Старики, пережившие все крепостные тяготы, утешались тем, что им уже редко приходится брести на барщину и сталкиваться с паном, управителем, приказчиком. Молодые противились гнету со свойственным юности упорством. Молодежи в Шиленай много. Чуть не в каждой усадьбе толклись две-три девицы, два-три парня, не считая подростков. Все они дружили, водились между собой, не обращая внимания на отношения между родителями. Возвращаются с барщины — поля звенят от песен и припевок. А когда выгоняют и пригоняют стадо, из-за рожков, дудочек и свистулек, щелканья бичей и гомона ребятишек на сельской улице и во дворе нельзя и соседа услышать.
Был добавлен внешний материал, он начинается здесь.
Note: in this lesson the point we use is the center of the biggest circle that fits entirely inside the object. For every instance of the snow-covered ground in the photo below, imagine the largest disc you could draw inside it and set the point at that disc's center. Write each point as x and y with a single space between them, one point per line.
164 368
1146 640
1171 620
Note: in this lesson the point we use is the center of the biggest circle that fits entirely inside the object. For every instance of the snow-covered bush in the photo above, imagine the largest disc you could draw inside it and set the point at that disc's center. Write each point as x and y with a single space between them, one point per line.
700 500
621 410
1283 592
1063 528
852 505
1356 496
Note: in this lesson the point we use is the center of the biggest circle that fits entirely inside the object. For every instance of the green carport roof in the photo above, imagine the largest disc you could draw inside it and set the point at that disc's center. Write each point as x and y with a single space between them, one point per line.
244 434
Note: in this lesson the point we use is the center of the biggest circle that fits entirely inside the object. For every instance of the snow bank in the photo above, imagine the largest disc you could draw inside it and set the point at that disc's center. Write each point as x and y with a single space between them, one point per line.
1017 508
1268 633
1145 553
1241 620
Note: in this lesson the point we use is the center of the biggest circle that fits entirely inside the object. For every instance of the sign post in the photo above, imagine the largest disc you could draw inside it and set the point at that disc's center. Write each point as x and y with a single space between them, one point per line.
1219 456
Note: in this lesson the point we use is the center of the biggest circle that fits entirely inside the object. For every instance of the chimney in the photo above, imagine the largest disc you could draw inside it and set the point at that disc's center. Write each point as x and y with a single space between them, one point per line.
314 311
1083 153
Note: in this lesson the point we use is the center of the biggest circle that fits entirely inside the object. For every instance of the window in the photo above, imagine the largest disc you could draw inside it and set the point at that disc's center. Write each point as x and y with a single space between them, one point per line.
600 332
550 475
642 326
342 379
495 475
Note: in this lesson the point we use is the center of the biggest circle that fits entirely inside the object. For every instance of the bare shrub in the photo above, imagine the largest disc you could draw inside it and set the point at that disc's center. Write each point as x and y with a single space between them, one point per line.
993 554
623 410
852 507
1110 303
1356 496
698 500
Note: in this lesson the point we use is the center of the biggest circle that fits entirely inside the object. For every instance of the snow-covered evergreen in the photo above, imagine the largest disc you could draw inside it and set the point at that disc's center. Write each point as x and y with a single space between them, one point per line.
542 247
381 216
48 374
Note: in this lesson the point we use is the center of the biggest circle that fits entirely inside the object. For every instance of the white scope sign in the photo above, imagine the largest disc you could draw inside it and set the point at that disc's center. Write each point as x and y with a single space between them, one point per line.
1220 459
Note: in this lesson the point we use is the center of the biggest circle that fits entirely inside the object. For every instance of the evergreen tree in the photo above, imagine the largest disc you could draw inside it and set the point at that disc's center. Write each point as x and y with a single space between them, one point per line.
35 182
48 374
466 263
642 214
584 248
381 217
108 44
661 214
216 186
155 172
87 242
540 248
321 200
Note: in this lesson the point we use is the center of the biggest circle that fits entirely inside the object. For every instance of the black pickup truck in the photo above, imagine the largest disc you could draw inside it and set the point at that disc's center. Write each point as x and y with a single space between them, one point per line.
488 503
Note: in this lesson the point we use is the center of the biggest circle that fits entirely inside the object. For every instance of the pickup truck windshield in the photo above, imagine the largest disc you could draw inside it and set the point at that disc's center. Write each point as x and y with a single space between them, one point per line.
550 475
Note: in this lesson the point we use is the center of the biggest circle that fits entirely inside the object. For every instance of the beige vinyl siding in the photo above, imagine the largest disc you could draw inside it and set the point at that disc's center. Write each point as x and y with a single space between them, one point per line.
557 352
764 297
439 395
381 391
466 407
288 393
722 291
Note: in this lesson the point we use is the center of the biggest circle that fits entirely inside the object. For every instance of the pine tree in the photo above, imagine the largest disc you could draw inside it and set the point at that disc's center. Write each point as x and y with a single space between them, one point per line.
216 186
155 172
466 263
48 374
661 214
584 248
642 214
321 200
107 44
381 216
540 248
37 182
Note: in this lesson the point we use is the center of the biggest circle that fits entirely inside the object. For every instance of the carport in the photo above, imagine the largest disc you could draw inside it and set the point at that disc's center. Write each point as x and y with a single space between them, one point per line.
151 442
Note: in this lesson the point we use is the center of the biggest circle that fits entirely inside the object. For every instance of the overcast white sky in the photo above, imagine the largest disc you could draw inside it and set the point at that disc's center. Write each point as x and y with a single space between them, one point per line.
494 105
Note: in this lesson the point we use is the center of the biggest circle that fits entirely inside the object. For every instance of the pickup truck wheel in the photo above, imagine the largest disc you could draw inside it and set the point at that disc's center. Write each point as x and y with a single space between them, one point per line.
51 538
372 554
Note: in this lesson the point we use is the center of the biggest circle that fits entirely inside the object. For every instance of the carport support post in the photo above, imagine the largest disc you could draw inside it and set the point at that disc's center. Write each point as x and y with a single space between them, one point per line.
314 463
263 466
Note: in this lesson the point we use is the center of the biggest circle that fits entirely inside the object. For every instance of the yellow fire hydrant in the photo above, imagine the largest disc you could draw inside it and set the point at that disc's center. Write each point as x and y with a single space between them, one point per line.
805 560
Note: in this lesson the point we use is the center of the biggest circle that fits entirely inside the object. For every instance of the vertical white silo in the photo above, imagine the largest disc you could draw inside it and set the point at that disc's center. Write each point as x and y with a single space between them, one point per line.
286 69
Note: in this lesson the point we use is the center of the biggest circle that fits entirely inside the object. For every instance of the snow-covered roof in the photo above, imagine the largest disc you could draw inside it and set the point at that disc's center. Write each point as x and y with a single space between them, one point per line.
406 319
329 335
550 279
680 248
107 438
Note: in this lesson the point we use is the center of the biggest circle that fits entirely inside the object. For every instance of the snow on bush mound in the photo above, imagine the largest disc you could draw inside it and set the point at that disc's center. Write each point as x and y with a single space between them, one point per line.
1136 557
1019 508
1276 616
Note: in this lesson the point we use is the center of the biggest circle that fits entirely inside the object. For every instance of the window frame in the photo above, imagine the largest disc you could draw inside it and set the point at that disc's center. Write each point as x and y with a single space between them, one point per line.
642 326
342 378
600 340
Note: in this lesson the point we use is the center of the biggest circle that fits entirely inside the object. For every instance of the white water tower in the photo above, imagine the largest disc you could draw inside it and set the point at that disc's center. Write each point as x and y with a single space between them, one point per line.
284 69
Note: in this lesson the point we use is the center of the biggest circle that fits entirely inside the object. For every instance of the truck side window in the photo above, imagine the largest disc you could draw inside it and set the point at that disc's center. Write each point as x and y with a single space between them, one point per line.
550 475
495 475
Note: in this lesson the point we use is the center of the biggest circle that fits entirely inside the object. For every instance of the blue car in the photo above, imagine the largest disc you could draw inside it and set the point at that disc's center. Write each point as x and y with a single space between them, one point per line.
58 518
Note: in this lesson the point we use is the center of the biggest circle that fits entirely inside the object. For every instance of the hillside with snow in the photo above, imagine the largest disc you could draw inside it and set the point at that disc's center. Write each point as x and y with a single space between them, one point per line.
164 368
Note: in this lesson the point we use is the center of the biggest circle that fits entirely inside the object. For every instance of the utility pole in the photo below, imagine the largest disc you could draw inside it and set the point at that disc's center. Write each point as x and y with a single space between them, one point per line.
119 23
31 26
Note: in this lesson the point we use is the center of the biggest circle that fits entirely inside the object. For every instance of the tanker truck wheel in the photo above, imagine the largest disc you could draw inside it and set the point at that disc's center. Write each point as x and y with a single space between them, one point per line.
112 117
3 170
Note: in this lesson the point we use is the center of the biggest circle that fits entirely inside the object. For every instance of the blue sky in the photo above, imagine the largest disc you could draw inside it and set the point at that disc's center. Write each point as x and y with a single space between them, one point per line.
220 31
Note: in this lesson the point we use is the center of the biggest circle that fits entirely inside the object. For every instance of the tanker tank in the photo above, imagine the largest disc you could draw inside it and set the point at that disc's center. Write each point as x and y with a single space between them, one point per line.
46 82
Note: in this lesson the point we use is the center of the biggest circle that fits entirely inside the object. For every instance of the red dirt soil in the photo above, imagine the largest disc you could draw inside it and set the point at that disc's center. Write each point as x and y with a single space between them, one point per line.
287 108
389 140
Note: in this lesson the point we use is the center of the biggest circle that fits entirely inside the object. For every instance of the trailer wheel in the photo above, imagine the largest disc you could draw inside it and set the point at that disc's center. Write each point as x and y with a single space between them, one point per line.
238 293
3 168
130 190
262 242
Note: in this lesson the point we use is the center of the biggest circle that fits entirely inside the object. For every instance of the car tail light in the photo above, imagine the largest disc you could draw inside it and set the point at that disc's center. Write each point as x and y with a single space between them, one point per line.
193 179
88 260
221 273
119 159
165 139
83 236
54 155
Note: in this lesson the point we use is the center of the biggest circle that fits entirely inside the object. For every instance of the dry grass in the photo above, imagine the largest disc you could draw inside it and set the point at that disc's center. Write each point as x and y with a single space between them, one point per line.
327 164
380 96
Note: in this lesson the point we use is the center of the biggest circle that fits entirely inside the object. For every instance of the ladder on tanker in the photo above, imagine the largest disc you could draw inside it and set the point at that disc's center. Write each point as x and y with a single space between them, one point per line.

Но веселее всего в Шиленай по субботним вечерам. В пятницу и субботу шиленцы на барщину не выходили, а работая на своих усадьбах, огородах, полосках, словно забывали о поместье, держась теснее друг к другу. Трудиться здесь тяжелее, чем в поместье, зато работаешь не на пана, а на себя, и ни управитель, ни приказчик не бродят по пятам с плеткой. В субботний вечер всякий вздыхал с облегчением. Молодые, забежав в избу и чего-нибудь перекусив, удирали на улицу. У двора Янкаускасов уже вертелось несколько парней и девиц. Казис с каждым заговаривал, смешил, поддразнивал. С другого конца деревни появлялись Бальсисы: Пятрас и Винцас, а потом и Гене с Онуте. С противоположной стороны спешила толстушка Марце Сташите, а сыновья и дочери Кедулиса, даже не выходя со двора, могли через забор перекидываться шутками с собравшейся ватагой. Привлеченные веселой беседой, выбегали на улицу и другие.